In common with other governments around the world that have turned undocumented immigrants into a nationalist issue, including President Trump’s, Mr. Shah has taken to demonizing the primary target of the dragnets, Muslim migrants from Bangladesh, whom he refers to as “termites.”

Those initial moves met little resistance. The citizenship bill, by contrast, has provoked furious protests across India, some of which have been viciously repressed by police and the army. The government has also shut down the internet in several regions, a tactic against dissent used by India more than any other authoritarian-leaning government in the world, claiming it is necessary to prevent violence and false rumors. Kashmir has been offline since August, and India is by far the world’s leader in the number of internet shutdowns.

Still, the reaction to the citizenship law has apparently surprised Mr. Modi, who was re-elected by a comfortable margin last May, but he has shown no signs of backing down. He rose to power by vilifying Muslims, a core tenet of Hindu nationalists. When Mr. Modi was chief minister of Gujarat state, thousands of people were killed and tens of thousands were driven from their home in sectarian violence; most victims were Muslims.

This is not the way India was meant to be. The vision of Mohandas Gandhi (who was murdered by a Hindu nationalist) and Jawaharlal Nehru after the partition of British-ruled India into a Muslim-majority Pakistan and a Hindu-majority India was to build the latter into a secular and democratic republic, with civil liberties for citizens of all faiths.

Since he took office in 2014, Mr. Modi has actively worked to change that, even rewriting history books to exclude Muslim rulers — who, among other things, built the Taj Mahal — and changing official place names to Hindu from Muslim. Hindu mobs that lynch Muslims are rarely punished.
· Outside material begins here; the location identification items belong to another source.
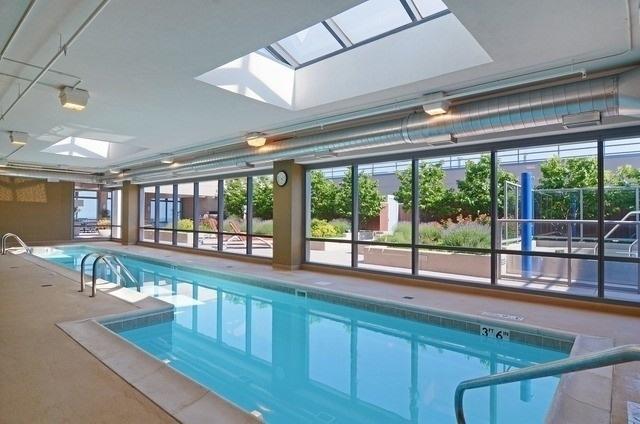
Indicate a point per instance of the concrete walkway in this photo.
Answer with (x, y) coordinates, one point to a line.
(46, 377)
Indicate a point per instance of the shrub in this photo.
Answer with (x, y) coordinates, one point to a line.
(263, 228)
(322, 229)
(185, 224)
(342, 226)
(430, 233)
(467, 235)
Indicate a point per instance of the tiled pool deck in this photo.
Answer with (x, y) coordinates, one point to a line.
(22, 287)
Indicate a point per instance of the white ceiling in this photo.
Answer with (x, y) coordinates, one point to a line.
(138, 60)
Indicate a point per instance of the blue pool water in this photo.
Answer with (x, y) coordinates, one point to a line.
(299, 360)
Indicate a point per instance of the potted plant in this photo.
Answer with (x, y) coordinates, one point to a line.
(104, 227)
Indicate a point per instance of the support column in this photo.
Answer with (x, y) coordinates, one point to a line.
(288, 207)
(526, 234)
(130, 212)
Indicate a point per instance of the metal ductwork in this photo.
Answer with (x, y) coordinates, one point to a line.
(48, 175)
(611, 96)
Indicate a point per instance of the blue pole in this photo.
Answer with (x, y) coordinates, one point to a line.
(526, 212)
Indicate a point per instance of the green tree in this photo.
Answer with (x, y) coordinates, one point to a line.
(323, 196)
(235, 196)
(559, 177)
(436, 200)
(474, 191)
(263, 197)
(368, 195)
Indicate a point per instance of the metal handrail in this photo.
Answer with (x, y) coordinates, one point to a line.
(22, 243)
(615, 227)
(105, 256)
(616, 355)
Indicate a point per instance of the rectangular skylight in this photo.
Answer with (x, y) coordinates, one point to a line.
(429, 7)
(371, 19)
(310, 43)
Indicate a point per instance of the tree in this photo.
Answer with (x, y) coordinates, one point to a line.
(370, 199)
(561, 176)
(263, 197)
(436, 200)
(235, 196)
(474, 191)
(323, 196)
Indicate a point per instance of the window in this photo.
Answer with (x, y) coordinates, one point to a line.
(96, 213)
(548, 217)
(185, 211)
(353, 27)
(329, 216)
(188, 215)
(207, 216)
(310, 43)
(622, 219)
(430, 215)
(372, 18)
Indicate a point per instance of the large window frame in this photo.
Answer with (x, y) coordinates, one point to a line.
(246, 240)
(598, 137)
(110, 203)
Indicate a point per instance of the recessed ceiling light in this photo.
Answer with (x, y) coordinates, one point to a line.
(438, 108)
(18, 138)
(256, 139)
(74, 98)
(435, 104)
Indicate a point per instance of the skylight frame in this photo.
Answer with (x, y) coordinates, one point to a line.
(334, 29)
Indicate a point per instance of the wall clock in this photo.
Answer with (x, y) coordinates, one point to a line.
(281, 178)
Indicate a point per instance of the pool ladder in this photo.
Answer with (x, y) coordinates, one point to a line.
(616, 355)
(18, 239)
(106, 258)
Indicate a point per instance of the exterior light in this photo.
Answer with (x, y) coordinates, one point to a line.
(74, 98)
(438, 108)
(18, 138)
(256, 139)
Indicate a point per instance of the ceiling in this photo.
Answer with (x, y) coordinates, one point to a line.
(139, 61)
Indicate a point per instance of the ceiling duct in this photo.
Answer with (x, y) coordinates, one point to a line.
(610, 96)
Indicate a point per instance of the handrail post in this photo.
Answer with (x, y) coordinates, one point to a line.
(613, 356)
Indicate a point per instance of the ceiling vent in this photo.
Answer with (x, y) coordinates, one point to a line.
(583, 119)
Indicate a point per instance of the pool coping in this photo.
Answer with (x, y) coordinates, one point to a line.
(572, 397)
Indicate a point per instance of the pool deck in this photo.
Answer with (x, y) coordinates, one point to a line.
(48, 377)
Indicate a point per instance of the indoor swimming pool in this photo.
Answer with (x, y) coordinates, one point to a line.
(296, 358)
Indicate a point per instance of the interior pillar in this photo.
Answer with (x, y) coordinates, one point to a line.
(288, 209)
(130, 212)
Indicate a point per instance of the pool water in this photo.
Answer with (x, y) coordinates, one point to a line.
(299, 360)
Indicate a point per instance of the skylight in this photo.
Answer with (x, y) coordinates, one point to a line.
(365, 22)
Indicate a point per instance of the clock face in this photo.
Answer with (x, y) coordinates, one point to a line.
(281, 178)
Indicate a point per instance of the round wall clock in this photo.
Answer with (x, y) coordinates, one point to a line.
(281, 178)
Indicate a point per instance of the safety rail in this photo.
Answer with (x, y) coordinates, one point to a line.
(18, 239)
(618, 224)
(613, 356)
(105, 258)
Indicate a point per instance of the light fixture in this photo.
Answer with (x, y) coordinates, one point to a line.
(435, 104)
(74, 98)
(18, 138)
(256, 139)
(582, 119)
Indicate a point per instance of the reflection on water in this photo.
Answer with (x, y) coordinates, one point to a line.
(299, 360)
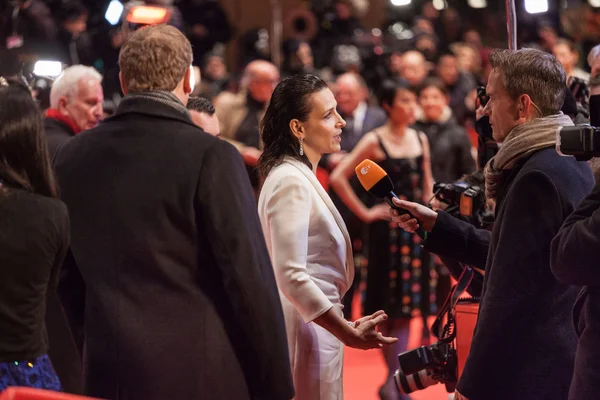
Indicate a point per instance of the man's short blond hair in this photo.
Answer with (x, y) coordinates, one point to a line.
(154, 58)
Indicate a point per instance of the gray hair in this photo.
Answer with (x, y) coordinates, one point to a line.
(67, 83)
(535, 73)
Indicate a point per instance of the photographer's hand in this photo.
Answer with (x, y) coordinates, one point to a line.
(424, 216)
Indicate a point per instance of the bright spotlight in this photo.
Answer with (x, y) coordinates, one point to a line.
(536, 6)
(114, 12)
(477, 3)
(400, 2)
(48, 69)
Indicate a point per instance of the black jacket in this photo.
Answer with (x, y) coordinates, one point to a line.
(57, 133)
(181, 299)
(575, 260)
(450, 149)
(62, 348)
(524, 343)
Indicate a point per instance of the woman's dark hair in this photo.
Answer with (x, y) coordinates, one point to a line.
(389, 90)
(290, 100)
(24, 159)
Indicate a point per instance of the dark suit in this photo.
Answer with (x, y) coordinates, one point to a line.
(524, 344)
(181, 299)
(575, 260)
(57, 133)
(61, 346)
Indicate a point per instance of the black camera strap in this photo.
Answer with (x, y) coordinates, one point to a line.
(447, 332)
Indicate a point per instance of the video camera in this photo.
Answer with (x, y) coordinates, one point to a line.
(426, 366)
(465, 200)
(581, 141)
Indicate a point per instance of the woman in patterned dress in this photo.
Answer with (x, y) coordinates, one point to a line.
(401, 277)
(34, 236)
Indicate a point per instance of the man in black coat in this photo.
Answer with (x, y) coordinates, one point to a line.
(524, 327)
(575, 259)
(181, 299)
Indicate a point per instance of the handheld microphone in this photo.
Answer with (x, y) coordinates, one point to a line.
(377, 182)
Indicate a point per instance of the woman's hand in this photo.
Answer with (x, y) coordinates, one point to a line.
(380, 212)
(364, 334)
(424, 216)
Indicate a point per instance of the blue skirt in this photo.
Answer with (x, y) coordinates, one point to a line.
(37, 373)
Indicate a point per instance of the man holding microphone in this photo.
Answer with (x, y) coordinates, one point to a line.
(524, 327)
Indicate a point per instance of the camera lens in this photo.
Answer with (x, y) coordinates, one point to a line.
(410, 383)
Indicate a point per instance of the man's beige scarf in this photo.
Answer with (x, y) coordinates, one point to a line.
(521, 142)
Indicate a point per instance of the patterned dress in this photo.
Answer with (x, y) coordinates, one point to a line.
(37, 373)
(401, 276)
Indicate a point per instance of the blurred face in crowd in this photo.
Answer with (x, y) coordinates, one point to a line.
(433, 101)
(349, 94)
(264, 77)
(473, 38)
(85, 106)
(467, 59)
(215, 68)
(565, 56)
(548, 36)
(403, 110)
(323, 129)
(425, 26)
(447, 69)
(413, 67)
(208, 123)
(395, 63)
(429, 11)
(427, 46)
(305, 56)
(76, 26)
(502, 110)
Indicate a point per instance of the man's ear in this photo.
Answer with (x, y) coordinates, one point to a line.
(187, 81)
(62, 105)
(525, 106)
(122, 82)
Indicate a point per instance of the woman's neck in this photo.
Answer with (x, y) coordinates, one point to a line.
(314, 159)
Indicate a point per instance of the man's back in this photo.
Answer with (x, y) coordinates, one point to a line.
(525, 326)
(166, 236)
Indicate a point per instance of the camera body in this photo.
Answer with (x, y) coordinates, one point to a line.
(581, 141)
(426, 366)
(465, 200)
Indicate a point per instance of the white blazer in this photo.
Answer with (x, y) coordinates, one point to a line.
(312, 258)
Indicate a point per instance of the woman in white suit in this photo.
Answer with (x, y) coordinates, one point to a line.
(307, 239)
The citizenship bill was the first action that linked religion to citizenship, undermining a fundamental tenet of India’s democracy. Some non-Muslim Indian liberals, including members of the once-dominant Congress Party, have joined in the protests. The law has also drawn sharp criticism from human rights groups and governments. The Office of the United Nations High Commissioner for Human Rights called the citizenship bill “fundamentally discriminatory,” and the United States State Department issued a statement urging India to “protect the rights of its religious minorities in keeping with India’s Constitution and democratic values.” Alas, that would be far more credible if the Trump administration was treating undocumented immigrants in keeping with America’s democratic values.

Mr. Modi’s hold on power remains firm, but the protests at home and abroad have demonstrated limits to how far Indians will allow him to go in pursuit of his Hindu-nationalist agenda. The citizenship bill might still be blocked in the Indian Supreme Court, which begins hearings on it in January. But if it is not, all democratic nations need to speak out against a law, and a national policy, that is patently discriminatory and a threat to India’s democracy.